Effects of an exercise programme for chronically ill and mobility-restricted elderly with structured support by the general practitioner's practice (HOMEfit) - study protocol of a randomised controlled trial
1 Department of Sports Medicine and Sports Nutrition, University of Bochum, 44780 Bochum, Germany
2 Institute of Sport and Exercise Sciences, University of Muenster, 48149 Muenster, Germany
3 Institute of General Practice and Family Medicine, University of Witten/Herdecke, 58448 Witten, Germany
4 Department of Medical Informatics, Biometry and Epidemiology, University of Bochum, 44780 Bochum, Germany
Trials 2011, 12:263 doi:10.1186/1745-6215-12-263Published: 21 December 2011
Exercise programmes can be administered successfully as therapeutic agents to patients with a number of chronic diseases and help to improve physical functioning in older adults. Usually, such programmes target either healthy and mobile community-dwelling seniors or elderly individuals living in nursing institutions or special residences. Chronically ill or mobility-restricted individuals, however, are difficult to reach when they live in their own homes.
A pilot study has shown good feasibility of a home-based exercise programme that is delivered to this target group through cooperation between general practitioners and exercise therapists. A logical next step involves evaluation of the effects of the programme.
The study is designed as a randomised controlled trial. We plan to recruit 210 patients (≥ 70 years) in about 15 general practices.
The experimental intervention (duration 12 weeks)-a multidimensional home-based exercise programme-is delivered to the participant by an exercise therapist in counselling sessions at the general practitioner's practice and on the telephone. It is based on methods and strategies for facilitating behaviour change according to the Health Action Process Approach (HAPA). The control intervention-baseline physical activities-differs from the experimental intervention with regard to content of the counselling sessions as well as to content and frequency of the promoted activities.

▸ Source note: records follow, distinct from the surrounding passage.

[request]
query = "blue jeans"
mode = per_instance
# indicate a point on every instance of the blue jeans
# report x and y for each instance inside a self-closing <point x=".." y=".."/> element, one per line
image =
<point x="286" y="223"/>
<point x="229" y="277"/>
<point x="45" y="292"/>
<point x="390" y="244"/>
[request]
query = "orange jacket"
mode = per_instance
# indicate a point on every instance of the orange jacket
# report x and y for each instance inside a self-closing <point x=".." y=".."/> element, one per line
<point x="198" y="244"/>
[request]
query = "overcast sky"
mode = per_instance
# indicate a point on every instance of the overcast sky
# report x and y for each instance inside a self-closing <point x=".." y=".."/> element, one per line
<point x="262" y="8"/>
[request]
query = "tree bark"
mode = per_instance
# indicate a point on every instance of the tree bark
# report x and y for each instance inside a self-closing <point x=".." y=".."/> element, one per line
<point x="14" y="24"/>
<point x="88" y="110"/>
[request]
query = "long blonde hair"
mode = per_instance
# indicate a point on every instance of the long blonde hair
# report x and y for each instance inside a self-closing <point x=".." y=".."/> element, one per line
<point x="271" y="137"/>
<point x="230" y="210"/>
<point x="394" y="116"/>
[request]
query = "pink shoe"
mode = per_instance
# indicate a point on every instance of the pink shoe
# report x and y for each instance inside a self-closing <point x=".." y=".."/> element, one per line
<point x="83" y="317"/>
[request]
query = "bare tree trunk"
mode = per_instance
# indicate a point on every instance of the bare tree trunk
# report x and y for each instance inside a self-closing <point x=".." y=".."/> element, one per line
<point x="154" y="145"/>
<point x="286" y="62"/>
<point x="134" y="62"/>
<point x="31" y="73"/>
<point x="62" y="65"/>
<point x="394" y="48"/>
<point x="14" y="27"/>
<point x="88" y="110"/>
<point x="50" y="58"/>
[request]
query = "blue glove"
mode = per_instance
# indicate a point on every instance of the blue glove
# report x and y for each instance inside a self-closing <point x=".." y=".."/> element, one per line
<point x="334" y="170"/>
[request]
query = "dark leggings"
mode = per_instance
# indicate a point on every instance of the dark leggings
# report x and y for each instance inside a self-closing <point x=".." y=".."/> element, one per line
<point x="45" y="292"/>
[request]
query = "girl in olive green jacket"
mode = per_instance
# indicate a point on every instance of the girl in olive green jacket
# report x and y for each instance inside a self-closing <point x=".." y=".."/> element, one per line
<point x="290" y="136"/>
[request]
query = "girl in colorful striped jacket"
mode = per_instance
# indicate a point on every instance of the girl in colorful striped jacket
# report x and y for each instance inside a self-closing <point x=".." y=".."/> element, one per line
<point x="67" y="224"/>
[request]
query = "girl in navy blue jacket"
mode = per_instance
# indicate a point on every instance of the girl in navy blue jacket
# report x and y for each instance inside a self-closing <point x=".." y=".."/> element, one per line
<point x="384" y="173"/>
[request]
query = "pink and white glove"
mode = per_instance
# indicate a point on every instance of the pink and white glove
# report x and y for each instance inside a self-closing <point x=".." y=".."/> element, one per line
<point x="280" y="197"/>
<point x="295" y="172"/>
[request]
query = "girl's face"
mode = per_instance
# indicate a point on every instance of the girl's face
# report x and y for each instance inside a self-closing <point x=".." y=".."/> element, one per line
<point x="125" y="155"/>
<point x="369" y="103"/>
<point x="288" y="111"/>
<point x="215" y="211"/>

Primary outcome is functional lower body strength measured by the "chair-rise" test. Secondary outcomes are: physical function (battery of motor tests), physical activity (step count), health-related quality of life (SF-8), fall-related self-efficacy (FES-I), and exercise self-efficacy (SSA-Scale).
The hypothesis that there will be differences between the two groups (experimental/control) with respect to post-interventional chair-rise time will be tested using an ANCOVA with chair-rise time at baseline, treatment group, and study centre effects as explanatory variables. Analysis of the data will be undertaken using the principle of intention-to-treat.
Current Controlled Trials ISRCTN17727272.